Récemment, j’ai découvert une piste académique intéressante : les ponts non interactifs utilisant la technologie zk. Il ne s’agit pas des ponts zk classiques. Par exemple, Dow Song propose un modèle de type zkrollup Layer2, où les transactions sur différentes chaînes EVM sont compensées sur Layer2 avant d’être renvoyées aux chaînes initiatrices et cibles. Ce que je désigne par « non interactif » est différent : chaque changement d’état génère un zkproof. Par exemple, si la chaîne cible subit une modification d’état (comme un transfert de fonds), elle peut envoyer un zkproof à la chaîne initiatrice. Une fois ce zkproof vérifié, la chaîne initiatrice sait que l’état a bien changé et peut poursuivre l’opération. Ce processus repose entièrement sur les zkproofs, qui ne contiennent aucune donnée sensible ni clé privée. Les hackers n’ont donc aucun vecteur d’attaque. C’est tirer parti intelligent de zk non seulement pour la confidentialité, mais aussi pour la sécurité et l’efficacité des interactions. Un pont non interactif améliore à la fois la sécurité et l’efficacité, en exploitant pleinement les propriétés des preuves zk.

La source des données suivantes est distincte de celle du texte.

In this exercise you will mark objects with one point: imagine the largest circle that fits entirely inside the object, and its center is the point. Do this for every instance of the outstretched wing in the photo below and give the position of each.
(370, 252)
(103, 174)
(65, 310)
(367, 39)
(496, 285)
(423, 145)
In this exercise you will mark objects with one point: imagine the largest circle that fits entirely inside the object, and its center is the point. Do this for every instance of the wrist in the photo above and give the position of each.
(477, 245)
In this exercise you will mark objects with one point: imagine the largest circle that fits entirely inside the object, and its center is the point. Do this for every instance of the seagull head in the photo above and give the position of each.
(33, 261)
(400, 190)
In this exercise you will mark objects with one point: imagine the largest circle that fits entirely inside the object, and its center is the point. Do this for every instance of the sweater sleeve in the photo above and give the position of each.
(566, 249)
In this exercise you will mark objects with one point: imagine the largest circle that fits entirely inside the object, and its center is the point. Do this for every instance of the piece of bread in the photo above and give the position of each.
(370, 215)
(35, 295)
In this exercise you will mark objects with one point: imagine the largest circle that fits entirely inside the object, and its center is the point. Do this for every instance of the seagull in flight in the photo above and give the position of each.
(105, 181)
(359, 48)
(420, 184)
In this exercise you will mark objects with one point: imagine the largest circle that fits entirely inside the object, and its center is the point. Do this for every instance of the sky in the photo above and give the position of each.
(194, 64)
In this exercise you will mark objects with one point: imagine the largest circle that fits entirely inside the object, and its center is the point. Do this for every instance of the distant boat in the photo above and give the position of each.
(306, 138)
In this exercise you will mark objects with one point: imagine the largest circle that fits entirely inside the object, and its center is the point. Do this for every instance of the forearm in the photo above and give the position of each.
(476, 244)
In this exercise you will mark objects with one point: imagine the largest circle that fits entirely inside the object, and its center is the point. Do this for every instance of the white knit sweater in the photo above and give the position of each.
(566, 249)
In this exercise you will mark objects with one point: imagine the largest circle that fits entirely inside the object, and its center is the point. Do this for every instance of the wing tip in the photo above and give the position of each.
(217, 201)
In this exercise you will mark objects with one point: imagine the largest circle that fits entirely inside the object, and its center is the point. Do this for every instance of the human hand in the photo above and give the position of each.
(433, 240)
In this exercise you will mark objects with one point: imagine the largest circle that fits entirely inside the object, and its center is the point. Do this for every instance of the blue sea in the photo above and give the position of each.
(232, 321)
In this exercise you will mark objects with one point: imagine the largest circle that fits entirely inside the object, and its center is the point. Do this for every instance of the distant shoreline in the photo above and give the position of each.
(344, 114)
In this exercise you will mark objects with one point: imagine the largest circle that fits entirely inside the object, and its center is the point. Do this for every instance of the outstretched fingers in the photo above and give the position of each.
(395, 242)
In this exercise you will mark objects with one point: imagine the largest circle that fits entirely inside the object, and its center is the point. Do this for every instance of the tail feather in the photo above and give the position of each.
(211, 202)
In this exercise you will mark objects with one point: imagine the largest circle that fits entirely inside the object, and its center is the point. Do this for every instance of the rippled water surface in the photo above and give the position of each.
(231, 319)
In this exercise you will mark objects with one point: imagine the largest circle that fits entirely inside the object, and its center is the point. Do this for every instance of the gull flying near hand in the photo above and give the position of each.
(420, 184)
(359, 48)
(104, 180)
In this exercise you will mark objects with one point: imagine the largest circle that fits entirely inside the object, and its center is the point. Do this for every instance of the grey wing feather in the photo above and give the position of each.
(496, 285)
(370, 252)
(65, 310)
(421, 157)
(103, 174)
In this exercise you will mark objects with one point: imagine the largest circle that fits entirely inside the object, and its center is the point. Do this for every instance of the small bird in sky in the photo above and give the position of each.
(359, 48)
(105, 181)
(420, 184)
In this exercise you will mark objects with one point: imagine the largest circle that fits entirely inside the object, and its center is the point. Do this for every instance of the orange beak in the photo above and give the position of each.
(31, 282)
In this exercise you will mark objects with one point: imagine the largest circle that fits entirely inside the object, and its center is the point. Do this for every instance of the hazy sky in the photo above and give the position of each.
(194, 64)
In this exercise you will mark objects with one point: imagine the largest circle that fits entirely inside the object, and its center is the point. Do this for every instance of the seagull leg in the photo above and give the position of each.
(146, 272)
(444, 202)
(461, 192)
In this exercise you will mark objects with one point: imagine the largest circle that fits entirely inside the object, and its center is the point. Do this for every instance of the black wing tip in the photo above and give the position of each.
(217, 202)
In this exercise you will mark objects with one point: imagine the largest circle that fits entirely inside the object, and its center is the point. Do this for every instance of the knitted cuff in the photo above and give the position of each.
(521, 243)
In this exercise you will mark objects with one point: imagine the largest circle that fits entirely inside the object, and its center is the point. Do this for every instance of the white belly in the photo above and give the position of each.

Deuxièmement, la compilation préalable et la génération en continu (streaming). Traditionnellement, tout le code doit être compilé en binaire complet. Mais dans certains cas, cela entraîne des coûts élevés en temps et en ressources. Le volume des zkproofs et la consommation de gas sont alors importants. La génération en continu (streaming) compile uniquement les circuits nécessaires au moment où ils sont utilisés. C’est une méthode flexible et économe. Un nœud peut même diviser la compilation en plusieurs parties pour réduire la charge. C’est une innovation algorithmique, par exemple via de nouveaux algorithmes de hachage. Chaque étape de la génération zk peut être optimisée.
Troisièmement, les middlewares à fort effet de réseau. Ce segment est encore assez large. Les applications n’ayant pas encore explosé, son plein potentiel n’est pas visible. Mais je pense qu’il mérite une attention continue.